A listener in New Zealand sent in a question asking how do plants know where to go to find a support to climb up. He had a wisteria which was hell bent on growing across a 10ft gap between the wisteria and a nearby tree, how did it know which way to go?
It was a fascinating explanation, the main reason being plants grow towards light, 2 spectrums in particular, red light and another whose name I missed, which the human eye cannot see, and plant hormones being triggered into action. The presenter was in the hot house in Kew and several  botanists were consulted on the initial question. Climbers will even reject a support if it is not the right thickness for its particular requirements. There are still so many unanswered questions such as why do some plants twine clockwise and others anti clockwise.
There was no suggestion plants have brains or reasoning but they are living things. The program kept me awake and listening instead of going to sleep.

Posts

  • Jenny_AsterJenny_Aster Posts: 945
    edited March 2023
    Trying to be the person my dog thinks I am! 

    Cambridgeshire/Norfolk border.
  • bédébédé Posts: 3,095
    edited March 2023
    Listening on the radio is the clue.  Watching a similar programme on the TV you might have seen time-lapse films of different climbing plants using different strategies.  

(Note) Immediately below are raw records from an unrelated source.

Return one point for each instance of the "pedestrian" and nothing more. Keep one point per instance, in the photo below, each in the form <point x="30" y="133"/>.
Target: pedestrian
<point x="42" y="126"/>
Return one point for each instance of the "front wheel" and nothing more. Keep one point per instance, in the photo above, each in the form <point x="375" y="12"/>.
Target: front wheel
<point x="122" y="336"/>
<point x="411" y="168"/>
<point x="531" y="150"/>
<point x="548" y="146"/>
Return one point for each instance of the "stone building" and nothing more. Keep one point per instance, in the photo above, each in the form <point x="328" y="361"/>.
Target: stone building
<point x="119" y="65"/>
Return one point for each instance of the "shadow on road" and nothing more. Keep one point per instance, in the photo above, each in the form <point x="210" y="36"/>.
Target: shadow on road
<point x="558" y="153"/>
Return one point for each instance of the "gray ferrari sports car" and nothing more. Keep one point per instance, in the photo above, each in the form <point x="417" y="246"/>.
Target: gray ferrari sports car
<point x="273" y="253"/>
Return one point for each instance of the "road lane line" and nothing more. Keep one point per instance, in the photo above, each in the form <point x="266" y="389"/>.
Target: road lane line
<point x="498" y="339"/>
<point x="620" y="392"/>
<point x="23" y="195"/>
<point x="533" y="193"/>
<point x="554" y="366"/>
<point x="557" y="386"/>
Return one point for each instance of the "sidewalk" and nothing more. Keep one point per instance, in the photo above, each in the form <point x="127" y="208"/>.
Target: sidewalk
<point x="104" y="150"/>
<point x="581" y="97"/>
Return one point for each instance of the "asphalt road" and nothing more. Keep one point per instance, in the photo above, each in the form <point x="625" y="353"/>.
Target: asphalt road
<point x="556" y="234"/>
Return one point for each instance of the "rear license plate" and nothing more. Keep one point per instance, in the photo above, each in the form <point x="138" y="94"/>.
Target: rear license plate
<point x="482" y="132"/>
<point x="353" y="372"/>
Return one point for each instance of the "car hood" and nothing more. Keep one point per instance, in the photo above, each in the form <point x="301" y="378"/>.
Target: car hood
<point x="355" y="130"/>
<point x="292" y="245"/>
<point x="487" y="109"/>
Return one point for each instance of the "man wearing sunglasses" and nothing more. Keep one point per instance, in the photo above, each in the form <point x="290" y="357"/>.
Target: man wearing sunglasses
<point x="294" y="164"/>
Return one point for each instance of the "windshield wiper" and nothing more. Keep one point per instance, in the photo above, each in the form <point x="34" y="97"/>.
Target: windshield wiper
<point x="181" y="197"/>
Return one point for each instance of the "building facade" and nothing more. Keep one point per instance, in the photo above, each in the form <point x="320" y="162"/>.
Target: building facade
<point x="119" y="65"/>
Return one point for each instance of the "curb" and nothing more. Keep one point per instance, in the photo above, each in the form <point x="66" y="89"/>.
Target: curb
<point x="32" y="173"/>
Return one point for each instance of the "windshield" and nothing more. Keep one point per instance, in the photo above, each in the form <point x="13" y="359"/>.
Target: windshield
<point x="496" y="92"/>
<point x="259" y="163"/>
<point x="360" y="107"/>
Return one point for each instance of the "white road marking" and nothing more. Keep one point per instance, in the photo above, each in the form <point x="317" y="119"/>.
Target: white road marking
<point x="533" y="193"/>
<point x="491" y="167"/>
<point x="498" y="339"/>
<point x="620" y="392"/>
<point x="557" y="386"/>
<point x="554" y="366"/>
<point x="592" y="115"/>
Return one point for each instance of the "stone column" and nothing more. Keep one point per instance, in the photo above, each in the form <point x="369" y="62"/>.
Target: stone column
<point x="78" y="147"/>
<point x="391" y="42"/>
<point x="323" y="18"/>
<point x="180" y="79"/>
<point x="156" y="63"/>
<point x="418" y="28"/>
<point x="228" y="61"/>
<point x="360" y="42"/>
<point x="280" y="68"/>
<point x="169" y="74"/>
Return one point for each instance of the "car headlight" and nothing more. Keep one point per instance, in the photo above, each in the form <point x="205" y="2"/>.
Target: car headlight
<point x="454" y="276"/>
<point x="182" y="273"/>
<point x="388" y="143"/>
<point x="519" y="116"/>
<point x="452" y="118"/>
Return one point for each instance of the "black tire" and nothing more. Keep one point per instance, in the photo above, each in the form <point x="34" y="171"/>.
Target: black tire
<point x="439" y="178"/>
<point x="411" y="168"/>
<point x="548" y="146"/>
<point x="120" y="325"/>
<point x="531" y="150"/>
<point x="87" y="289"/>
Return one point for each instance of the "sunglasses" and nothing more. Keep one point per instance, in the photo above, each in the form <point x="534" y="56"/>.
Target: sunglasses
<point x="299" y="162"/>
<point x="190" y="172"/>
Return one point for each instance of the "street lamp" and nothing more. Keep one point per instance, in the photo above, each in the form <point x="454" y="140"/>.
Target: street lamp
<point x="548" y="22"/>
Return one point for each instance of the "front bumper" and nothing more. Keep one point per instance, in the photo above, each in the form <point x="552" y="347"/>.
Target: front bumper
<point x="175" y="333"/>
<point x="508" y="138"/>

    I have seen such films and would guess that with a wisteria an unsupported leader would just wave about at random until it came across a suitable support.
     location: Surrey Hills, England, ex-woodland acidic sand.
    "Have nothing in your garden that you don't know to be useful, or believe to be beautiful."
  • ButtercupdaysButtercupdays Posts: 4,546
    Probably UV/ultra violet light, so with red they are covering both ends of the spectrum :)
    I've seen speeded up footage that shows that plants actively seek out support by twirling the ends of shoots so they have more chance of hitting upon  something suitable.
  • bédébédé Posts: 3,095
    edited March 2023
    I am not a great YouTube fan, but googling "time-lapse climbing plants" I found a number of videos you could watch.

    When I tried to add the link, I got the message "not combatible".

    Red light is what chlorophyll absorbs (hence the complementary green colour of reflected light).  Leaves react to this to orientate to the optimum position.  And obviously growing points also.  I don't know where other wavelengths fit in.

    A plant has evolved to grow vertically.  With weak stems they can't do that on their own.
     location: Surrey Hills, England, ex-woodland acidic sand.
    "Have nothing in your garden that you don't know to be useful, or believe to be beautiful."